Deux détails séparent un manchon qui marche d’un manchon inutile. D’abord, le bord supérieur doit être évasé vers l’extérieur, ou au moins lisse et sec, sinon elles le franchissent. Ensuite, aucune feuille du plant ne doit toucher le sol ni une plante voisine à l’extérieur : la moindre feuille fait un pont et annule toute la protection. Je vérifie ce point chaque semaine, c’est là que se logent presque tous les échecs.
Le cuivre, ce qu’il fait et ne fait pas
Le cuivre a une vraie réputation, et elle n’est pas usurpée : au contact du mucus il provoque une réaction désagréable qui fait reculer l’animal. Mais il n’agit que si l’anneau est propre, brillant, complet et assez large. Un fil fin, oxydé au bout de trois semaines et couvert de terre, n’arrête plus grand-chose.
En pot, un ruban de cuivre autour du contenant donne des résultats corrects si on le nettoie une fois par mois au chiffon et au vinaigre. En pleine terre, je le trouve peu fiable, parce que la végétation retombe dessus. Autrement dit, un complément de barrière, pas une astuce miracle, et cher pour ce qu’il apporte.
Les remèdes populaires qui déçoivent
Certaines recommandations circulent depuis si longtemps qu’on n’ose plus les discuter. Je les ai testées, voici mon verdict de terrain :
- coquilles d’œuf broyées : inefficaces, le mucus protège les limaces des bords coupants
- marc de café : effet marginal et très bref, nul dès la première pluie ou le premier arrosage
- cendre et sable : quelques jours par temps sec, puis l’humidité les colle, sans compter que la cendre alcalinise le sol si l’on en abuse
- pièges à bière : ils tuent des limaces, mais en attirent d’autres à plusieurs mètres et noient des carabes, qui sont vos alliés
- sel : à proscrire, il stérilise le sol et abîme durablement sa structure
Ce que je fais à la place le soir
La chasse manuelle reste de loin la méthode la plus efficace, et je sais qu’elle n’enchante personne. Deux ou trois soirs de suite, à vingt-deux heures, avec une lampe frontale, dans les dix jours qui suivent une pluie : on retire l’essentiel de la population locale. Une limace pond 200 à 400 œufs, chaque individu ramassé compte donc réellement.

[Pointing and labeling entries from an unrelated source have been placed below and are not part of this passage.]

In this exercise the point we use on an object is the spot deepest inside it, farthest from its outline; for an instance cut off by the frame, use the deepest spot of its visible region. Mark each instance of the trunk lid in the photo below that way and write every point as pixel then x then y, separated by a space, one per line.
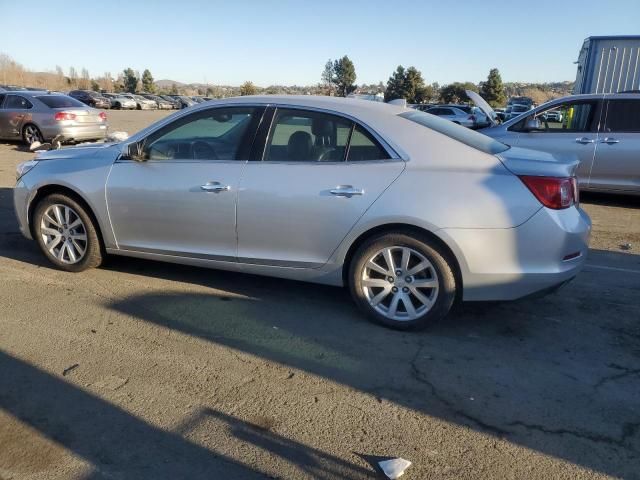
pixel 524 161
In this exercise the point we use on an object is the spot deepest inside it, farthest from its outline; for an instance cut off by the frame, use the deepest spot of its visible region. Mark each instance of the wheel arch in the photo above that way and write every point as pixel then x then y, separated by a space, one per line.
pixel 50 189
pixel 404 228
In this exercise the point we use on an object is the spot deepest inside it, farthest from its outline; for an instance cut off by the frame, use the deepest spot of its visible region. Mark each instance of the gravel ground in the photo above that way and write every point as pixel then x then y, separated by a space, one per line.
pixel 149 370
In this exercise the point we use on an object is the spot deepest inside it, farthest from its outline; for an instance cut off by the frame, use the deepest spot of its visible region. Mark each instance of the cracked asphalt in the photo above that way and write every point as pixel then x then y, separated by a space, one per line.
pixel 148 370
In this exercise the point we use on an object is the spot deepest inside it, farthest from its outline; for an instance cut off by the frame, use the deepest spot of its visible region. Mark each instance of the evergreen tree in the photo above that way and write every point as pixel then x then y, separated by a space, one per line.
pixel 492 90
pixel 147 82
pixel 344 76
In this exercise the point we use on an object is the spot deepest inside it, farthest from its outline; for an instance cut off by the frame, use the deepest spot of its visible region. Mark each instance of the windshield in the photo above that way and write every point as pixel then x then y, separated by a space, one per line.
pixel 60 101
pixel 468 137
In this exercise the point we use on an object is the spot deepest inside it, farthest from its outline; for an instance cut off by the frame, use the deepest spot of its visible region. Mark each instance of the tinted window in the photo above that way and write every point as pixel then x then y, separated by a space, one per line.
pixel 468 137
pixel 623 116
pixel 567 117
pixel 210 135
pixel 364 147
pixel 60 101
pixel 304 136
pixel 16 102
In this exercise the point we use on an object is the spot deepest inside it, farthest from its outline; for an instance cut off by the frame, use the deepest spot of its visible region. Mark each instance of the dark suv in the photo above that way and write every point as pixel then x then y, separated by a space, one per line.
pixel 91 98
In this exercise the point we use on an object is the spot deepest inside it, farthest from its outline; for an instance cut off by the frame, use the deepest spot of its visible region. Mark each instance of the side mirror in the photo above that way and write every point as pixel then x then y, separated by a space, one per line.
pixel 532 124
pixel 134 152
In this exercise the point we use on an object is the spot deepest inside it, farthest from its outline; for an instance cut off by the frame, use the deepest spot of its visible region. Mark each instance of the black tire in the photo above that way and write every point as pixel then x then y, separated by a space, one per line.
pixel 442 268
pixel 93 251
pixel 31 133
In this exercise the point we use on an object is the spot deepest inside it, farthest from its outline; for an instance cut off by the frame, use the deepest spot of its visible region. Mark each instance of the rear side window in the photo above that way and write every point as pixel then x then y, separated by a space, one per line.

J’inspecte aussi les cachettes de jour, sous les pots, les planches, le paillage épais, à la base des tuiles. Et je pose délibérément un piège-abri, une planche à plat sur deux cailloux, que je retourne chaque matin. Dix minutes de tournée, et cela vaut tous les granulés du monde.
Les alliés à ne pas déranger
Un jardin sans prédateur devient un buffet à limaces. Les carabes, ces gros coléoptères noirs et luisants qui courent au sol, en consomment quantité, tout comme leurs larves. Les hérissons, orvets, crapauds et merles font le reste. Tout ce qui les élimine ou les fait fuir se paie ensuite.
Je laisse donc un tas de bois mort dans un coin, je ne bêche pas mes bordures, et je m’interdis les granulés bleus de métaldéhyde, dangereux pour les hérissons et les animaux domestiques. S’il faut vraiment intervenir sur un semis, j’emploie un produit à base de phosphate ferrique, autorisé en bio, à la dose exacte et en petits tas espacés.
Cultiver le basilic hors d’atteinte
La solution la plus radicale reste de mettre le basilic là où les limaces ne montent pas. Un pot posé sur une table de jardin, un muret ou trois briques est très rarement attaqué, à condition qu’aucune branche ne serve d’échelle. C’est ce que je fais pour mes deux pieds de production, et j’en garde deux en pleine terre pour le volume.
Une bande de vaseline de deux centimètres autour d’un pied de table complète le dispositif, à renouveler après chaque grosse pluie. Pensez aussi à vérifier le dessous du pot : c’est la cachette diurne préférée des petites limaces grises, et elles n’ont alors plus aucune barrière à franchir.
Le conseil de Sophie. Sortez trois soirs de suite à vingt-deux heures avec une lampe de poche : vous ramasserez en une demi-heure ce que trois mois de coquilles d’œuf n’auraient jamais arrêté.